After a while he thought maybe now was the time to broach a subject that had lain heavily on him for the past couple of weeks. He had received a phone call weeks ago, something that could change everything for him and for Sadie, but up until now, he had found no opportune time to share his news with her. He could hardly compete with the smoke alarm or homemade chocolate icing, not in Sadie’s world anyway.

But with Sadie tucked tightly against him and the competition momentarily forgotten, perhaps he could hope for some measure of rationality when he announced his news to her.

“Listen, Sadie…there’s something I’ve been meaning to tell you.”

She snuggled closer, wrapping her arms around his waist and sighing contentedly.

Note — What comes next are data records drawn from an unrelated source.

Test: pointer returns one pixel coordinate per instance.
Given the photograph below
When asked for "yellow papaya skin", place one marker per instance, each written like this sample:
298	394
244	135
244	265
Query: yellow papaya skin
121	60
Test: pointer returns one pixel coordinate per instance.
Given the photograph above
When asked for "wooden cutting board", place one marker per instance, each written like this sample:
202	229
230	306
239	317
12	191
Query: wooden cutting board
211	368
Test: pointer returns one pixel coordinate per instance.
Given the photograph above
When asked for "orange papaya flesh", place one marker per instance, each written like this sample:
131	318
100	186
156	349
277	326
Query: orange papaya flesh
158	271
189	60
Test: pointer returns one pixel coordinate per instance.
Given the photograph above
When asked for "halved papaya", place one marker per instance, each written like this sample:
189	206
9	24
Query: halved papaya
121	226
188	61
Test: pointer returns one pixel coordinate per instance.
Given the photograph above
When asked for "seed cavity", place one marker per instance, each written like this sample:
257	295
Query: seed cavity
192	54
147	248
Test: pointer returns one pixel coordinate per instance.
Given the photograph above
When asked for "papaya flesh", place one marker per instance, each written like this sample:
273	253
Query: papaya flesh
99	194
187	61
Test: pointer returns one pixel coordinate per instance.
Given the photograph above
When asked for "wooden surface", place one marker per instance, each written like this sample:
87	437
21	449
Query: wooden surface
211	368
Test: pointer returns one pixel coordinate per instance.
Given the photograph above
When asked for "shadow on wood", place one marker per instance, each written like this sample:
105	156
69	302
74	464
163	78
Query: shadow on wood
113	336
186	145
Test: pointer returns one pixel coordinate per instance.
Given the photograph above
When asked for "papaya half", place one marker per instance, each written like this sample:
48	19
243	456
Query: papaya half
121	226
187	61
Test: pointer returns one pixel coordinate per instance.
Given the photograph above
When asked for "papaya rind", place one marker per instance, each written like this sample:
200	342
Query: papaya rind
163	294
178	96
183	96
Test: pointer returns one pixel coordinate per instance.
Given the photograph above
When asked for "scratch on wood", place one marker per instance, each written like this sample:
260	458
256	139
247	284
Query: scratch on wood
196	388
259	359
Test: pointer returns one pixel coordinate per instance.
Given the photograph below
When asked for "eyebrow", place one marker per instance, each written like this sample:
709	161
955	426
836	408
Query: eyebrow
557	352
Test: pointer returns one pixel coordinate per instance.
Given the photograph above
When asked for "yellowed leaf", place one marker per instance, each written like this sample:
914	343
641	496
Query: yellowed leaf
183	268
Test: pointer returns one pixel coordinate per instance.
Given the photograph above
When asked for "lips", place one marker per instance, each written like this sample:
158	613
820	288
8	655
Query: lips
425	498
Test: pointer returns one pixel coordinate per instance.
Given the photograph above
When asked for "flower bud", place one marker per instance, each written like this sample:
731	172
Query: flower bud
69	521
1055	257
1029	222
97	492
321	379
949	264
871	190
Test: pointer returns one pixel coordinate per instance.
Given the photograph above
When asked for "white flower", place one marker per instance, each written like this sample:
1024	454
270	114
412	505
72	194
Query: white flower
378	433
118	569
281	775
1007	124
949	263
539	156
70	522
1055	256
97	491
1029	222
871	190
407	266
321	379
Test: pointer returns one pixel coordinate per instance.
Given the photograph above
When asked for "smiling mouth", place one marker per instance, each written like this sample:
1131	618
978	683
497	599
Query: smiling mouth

He felt a small trickle of relief at this.

“Now, before you jump to conclusions, I just want you to know that nothing has been decided yet. There’s still plenty of time for us to weigh the options and make a decision.”

Sadie swayed a little on her feet, and he hoped she wasn’t so exhausted she’d fall asleep on him.

“The truth is, I’m not really sure how I feel about it, but…well… I might as well just go ahead and tell you.”